“La riforma dei criteri sui territori montani rischia di dare il colpo di grazia a territori che stanno combattendo ogni giorno per la sopravvivenza o, quando va bene, per invertire la tendenza dell’abbandono e dello spopolamento. Al governo dico fermatevi, perché – anche storicamente – nel nostro Paese la montagna non identifica solo le Alpi, ma attraversa gran parte del territorio nazionale con la dorsale appenninica. Questo territori presentano situazioni diverse, difficilmente unificabili in un criterio puramente geografico come l’altimetria e la pendenza, ma allo stesso tempo condividono condizioni simili sotto tanti aspetti: sociali, infrastrutturali, economiche, sanitarie e così via.
Nel territorio bolognese siamo impegnati con determinazione, insieme ai Comuni e alle comunità del nostro Appennino, per valorizzare queste aree. Ci sono segnali di forte difficoltà per importanti aziende manifatturiere, che rappresentano un presidio insostituibile, che deve essere affiancato da altre filiere, ma che non può essere abbandonato a se stesso. In questi anni abbiamo garantito come Città metropolitana un presidio politico-amministrativo importante, che ha consentito di fare scelte insieme ai comuni montani del nostro territorio: dai principali importanti investimenti pubblici che hanno portato risorse per aiutarci a trasformare alcune aree; a iniziative per rafforzare servizi e animazione delle comunità, perché sappiamo bene che non bastano solo le grandi opere, ma vanno costruite e garantite azioni di accompagnamento ai processi di trasformazione e di sviluppo. Ci sono criticità, quindi, ma anche segnali positivi in diversi casi: nuovi abitanti, nuove imprese, tanta vivacità culturale, che testimonia l’esistenza di una comunità.
Una parte significativa delle risorse pubbliche investite in questo momento sono di carattere locale, tra fondi metropolitani e regionali; inoltre, grazie alla capacità del nostro Appennino di progettare lo sviluppo, i Comuni e le Unioni dell’Appennino, supportati dalla Città metropolitana, sono riusciti a vincere diversi bandi competitivi del PNRR.

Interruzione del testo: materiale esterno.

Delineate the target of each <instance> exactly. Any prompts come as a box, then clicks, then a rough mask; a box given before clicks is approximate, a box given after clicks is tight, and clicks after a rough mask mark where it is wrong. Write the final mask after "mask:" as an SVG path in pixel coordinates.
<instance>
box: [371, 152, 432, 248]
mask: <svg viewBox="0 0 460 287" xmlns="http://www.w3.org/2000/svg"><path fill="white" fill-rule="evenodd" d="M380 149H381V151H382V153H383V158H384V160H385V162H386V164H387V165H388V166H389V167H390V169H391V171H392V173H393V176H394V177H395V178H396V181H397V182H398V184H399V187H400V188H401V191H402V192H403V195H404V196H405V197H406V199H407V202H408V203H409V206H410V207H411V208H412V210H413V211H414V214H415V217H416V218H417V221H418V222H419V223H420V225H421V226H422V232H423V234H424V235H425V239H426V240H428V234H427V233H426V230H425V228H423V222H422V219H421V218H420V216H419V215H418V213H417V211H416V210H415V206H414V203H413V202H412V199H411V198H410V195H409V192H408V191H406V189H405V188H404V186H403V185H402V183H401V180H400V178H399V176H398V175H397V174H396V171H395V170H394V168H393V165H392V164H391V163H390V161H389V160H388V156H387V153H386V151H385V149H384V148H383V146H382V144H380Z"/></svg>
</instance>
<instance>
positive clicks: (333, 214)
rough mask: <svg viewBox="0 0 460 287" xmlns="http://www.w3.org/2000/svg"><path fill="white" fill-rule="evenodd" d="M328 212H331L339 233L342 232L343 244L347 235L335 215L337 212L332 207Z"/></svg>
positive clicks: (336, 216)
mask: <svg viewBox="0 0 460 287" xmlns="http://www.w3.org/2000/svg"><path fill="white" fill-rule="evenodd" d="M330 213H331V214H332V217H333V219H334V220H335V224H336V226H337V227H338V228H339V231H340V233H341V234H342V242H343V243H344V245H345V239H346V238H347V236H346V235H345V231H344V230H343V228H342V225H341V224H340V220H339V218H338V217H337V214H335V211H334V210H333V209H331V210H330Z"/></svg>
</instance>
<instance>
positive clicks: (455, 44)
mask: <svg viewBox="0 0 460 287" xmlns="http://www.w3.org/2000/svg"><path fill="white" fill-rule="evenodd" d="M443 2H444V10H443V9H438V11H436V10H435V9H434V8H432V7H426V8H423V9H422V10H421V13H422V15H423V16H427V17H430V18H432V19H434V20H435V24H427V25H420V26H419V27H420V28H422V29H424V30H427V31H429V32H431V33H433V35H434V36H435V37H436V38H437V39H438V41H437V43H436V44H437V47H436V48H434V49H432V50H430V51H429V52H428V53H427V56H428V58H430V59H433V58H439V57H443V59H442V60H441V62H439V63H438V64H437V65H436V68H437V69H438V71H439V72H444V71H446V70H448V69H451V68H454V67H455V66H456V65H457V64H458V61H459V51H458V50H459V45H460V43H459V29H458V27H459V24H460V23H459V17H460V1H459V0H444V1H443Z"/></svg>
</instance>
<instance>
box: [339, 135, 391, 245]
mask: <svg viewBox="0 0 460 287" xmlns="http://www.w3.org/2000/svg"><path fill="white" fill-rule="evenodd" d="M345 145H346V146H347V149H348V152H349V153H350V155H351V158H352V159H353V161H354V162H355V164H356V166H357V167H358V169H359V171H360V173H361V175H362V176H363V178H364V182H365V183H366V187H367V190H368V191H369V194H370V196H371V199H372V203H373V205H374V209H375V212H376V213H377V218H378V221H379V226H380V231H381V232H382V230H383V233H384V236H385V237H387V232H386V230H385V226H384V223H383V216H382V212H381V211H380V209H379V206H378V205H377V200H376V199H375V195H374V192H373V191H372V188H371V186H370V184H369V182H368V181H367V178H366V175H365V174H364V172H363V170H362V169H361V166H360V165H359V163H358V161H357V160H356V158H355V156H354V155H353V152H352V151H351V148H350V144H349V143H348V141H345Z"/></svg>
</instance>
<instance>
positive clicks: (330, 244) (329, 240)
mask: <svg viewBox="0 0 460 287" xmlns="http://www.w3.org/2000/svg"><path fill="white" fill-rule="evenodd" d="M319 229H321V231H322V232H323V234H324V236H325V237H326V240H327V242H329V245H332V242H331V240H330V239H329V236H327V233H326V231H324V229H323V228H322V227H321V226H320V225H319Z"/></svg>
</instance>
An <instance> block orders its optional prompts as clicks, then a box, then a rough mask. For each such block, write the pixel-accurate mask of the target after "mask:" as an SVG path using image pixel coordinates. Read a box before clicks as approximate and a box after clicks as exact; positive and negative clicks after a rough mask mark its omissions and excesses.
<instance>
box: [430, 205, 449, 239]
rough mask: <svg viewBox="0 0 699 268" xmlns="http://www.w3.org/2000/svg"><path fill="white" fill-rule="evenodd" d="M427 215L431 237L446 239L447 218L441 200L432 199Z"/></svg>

Ci aspetteremmo, quindi, un impegno maggiore e strutturale dallo Stato centrale per sostenere e rilanciare questi territori, non una loro penalizzazione. Questi territori non smetteranno di essere fragili solo perché non li chiamiamo più “montagna”. Bisogna, invece, sostenere questi processi, perché anche quando presentano elementi positivi, sono spesso fragili.
La montagna non è solo un concetto geografico, ma anche e sopratutto, sociale e culturale. Per qualche decina di metri potrebbero cambiare aspetti fondamentali come l’accesso ai fondi e a politiche di sostegno, che riteniamo fondamentali. Inoltre, spezzare il territorio in divisioni amministrative artificiose potrebbe avere effetti negativi anche sulle politiche contro il dissesto idrogeologico, che interessa gran parte del Paese nei territori montani, da Nord a Sud.
Per questo dico: il Governo si fermi, non si calino dall’alto definizioni che possono cambiare le opportunità di vita e benessere di intere comunità”.